Today, the Indian cosmetics industry has a plethora of herbal cosmetic brands like Forest Essentials, Biotique, Himalaya, Blossom Kochhar, VLCC, Dabur and Lotus; and many more are adding to the list.
The Indian cosmetics market – defined as skin care, hair care, colour cosmetics, fragrances and oral care segments – stood at an estimated $2.5 billion in 2008 and is expected to grow at seven percent, according to an analysis of the sector.
One such brand is Tathaastu, which deals in products made of essential oils.
Divita Kanoria, Tathaastu’s chief wellness officer, said the presence of artificial and chemical ingredients in their cosmetic products has made people rethink about suitable alternatives to suit their skin.
‘Of late, there have been attempts to find alternatives. Beauty recipes from China and India using traditional herbs have earned a special significance the world over. Ayurvedic recipes from India for skin and hair treatment also serve as cosmetics,’ Kanoria said.
‘The best part about organic cosmetics is that unlike chemical-based cosmetics, these do not interfere with the body’s absorption of Vitamin D. Moreover, these help an individual to have a healthy skin, lustrous hair and glowing complexion in a completely natural way,’ she added.
People have also become aware of the ‘ingredients’ of cosmetic products.
‘Today awareness of beauty products and treatments, fashion and grooming is at an all time high. The Indian customer is very much aware of the ingredients in cosmetic products, the benefits of plant products and the harmful effects of chemical ingredients,’ Husain said.
‘Also the concept of ‘total well being’ has steadily gained ground. There is much more awareness of the wellness concept and its benefits among people today,’ she added.

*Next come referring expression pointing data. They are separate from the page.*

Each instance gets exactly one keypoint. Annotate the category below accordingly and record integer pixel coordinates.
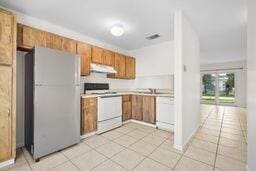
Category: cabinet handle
(9, 112)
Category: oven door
(110, 107)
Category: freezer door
(53, 67)
(56, 118)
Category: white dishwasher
(165, 113)
(110, 112)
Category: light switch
(184, 68)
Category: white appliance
(109, 113)
(165, 113)
(102, 69)
(109, 106)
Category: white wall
(154, 66)
(251, 84)
(187, 80)
(20, 99)
(155, 60)
(240, 79)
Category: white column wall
(187, 80)
(251, 86)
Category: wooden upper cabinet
(28, 37)
(89, 115)
(108, 57)
(130, 68)
(68, 45)
(84, 50)
(137, 109)
(119, 66)
(6, 37)
(53, 41)
(97, 55)
(149, 109)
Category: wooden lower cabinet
(149, 109)
(88, 115)
(126, 107)
(137, 102)
(144, 108)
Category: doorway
(218, 88)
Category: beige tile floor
(220, 145)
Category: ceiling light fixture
(117, 30)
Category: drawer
(89, 102)
(126, 98)
(168, 100)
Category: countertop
(120, 93)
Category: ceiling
(221, 24)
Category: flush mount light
(117, 30)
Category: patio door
(218, 88)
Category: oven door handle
(110, 96)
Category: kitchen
(114, 86)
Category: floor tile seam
(26, 159)
(150, 154)
(216, 154)
(238, 115)
(70, 160)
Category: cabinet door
(6, 38)
(68, 45)
(149, 109)
(53, 41)
(126, 107)
(97, 55)
(137, 102)
(84, 50)
(89, 115)
(5, 112)
(130, 68)
(32, 37)
(120, 65)
(108, 57)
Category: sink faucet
(152, 90)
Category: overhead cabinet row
(28, 37)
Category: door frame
(217, 72)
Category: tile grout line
(26, 159)
(209, 113)
(150, 154)
(112, 140)
(216, 154)
(71, 160)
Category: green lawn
(222, 99)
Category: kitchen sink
(150, 92)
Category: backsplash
(141, 82)
(157, 82)
(102, 78)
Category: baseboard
(178, 147)
(247, 168)
(140, 122)
(6, 163)
(165, 126)
(20, 144)
(87, 135)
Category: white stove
(109, 106)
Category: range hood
(102, 69)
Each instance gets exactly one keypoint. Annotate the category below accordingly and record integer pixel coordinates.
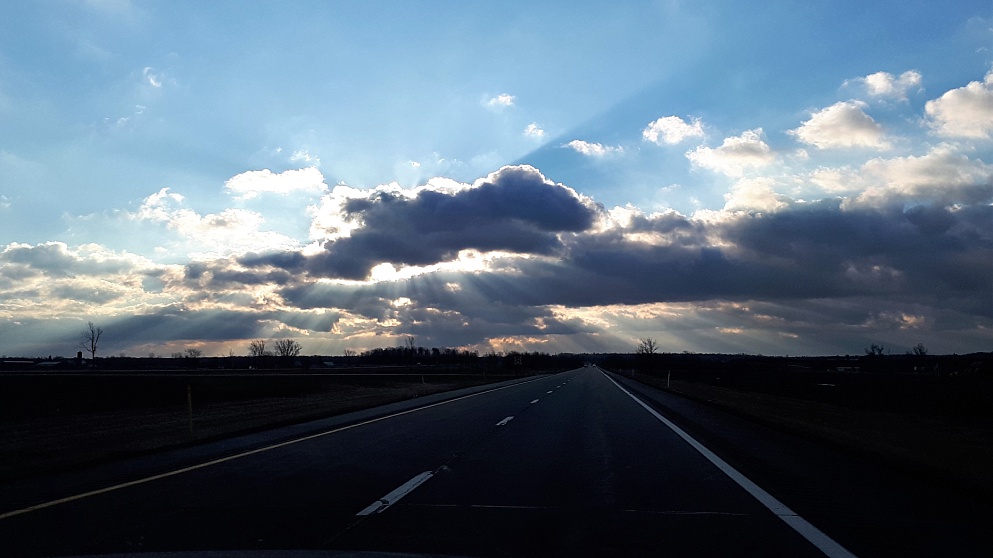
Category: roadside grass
(52, 436)
(951, 450)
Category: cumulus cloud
(885, 84)
(736, 154)
(966, 112)
(534, 131)
(670, 130)
(941, 175)
(500, 102)
(842, 125)
(151, 77)
(230, 231)
(592, 149)
(515, 209)
(756, 194)
(252, 184)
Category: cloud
(941, 176)
(500, 102)
(842, 125)
(756, 194)
(515, 209)
(228, 232)
(670, 130)
(592, 149)
(252, 184)
(884, 84)
(966, 112)
(151, 78)
(736, 154)
(534, 131)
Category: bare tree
(874, 350)
(90, 339)
(287, 348)
(257, 348)
(647, 346)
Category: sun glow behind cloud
(808, 217)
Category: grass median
(50, 422)
(923, 431)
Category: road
(581, 463)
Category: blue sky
(790, 178)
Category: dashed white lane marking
(167, 474)
(380, 505)
(815, 536)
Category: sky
(779, 178)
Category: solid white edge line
(815, 536)
(205, 464)
(380, 505)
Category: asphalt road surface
(581, 463)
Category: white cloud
(941, 175)
(966, 112)
(671, 130)
(251, 184)
(592, 149)
(302, 155)
(232, 231)
(755, 194)
(884, 84)
(843, 124)
(501, 101)
(152, 79)
(735, 155)
(534, 131)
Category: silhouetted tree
(874, 350)
(287, 348)
(257, 348)
(647, 346)
(90, 339)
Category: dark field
(60, 421)
(938, 427)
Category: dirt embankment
(50, 423)
(939, 428)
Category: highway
(582, 463)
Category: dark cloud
(516, 210)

Husain recollects how she had to create awareness among people about the benefits of ayurvedic products when she launched her brand four decades ago.
‘Very early in my career, I had to create awareness of the benefits of ayurvedic products and herbal healing. I made it a point to reply personally to letters seeking solutions for skin and hair problems,’ Husain said.
‘My philosophy and faith in ayurveda have not only influenced markets and minds but have become an integral part of my person and brand image,’ she added.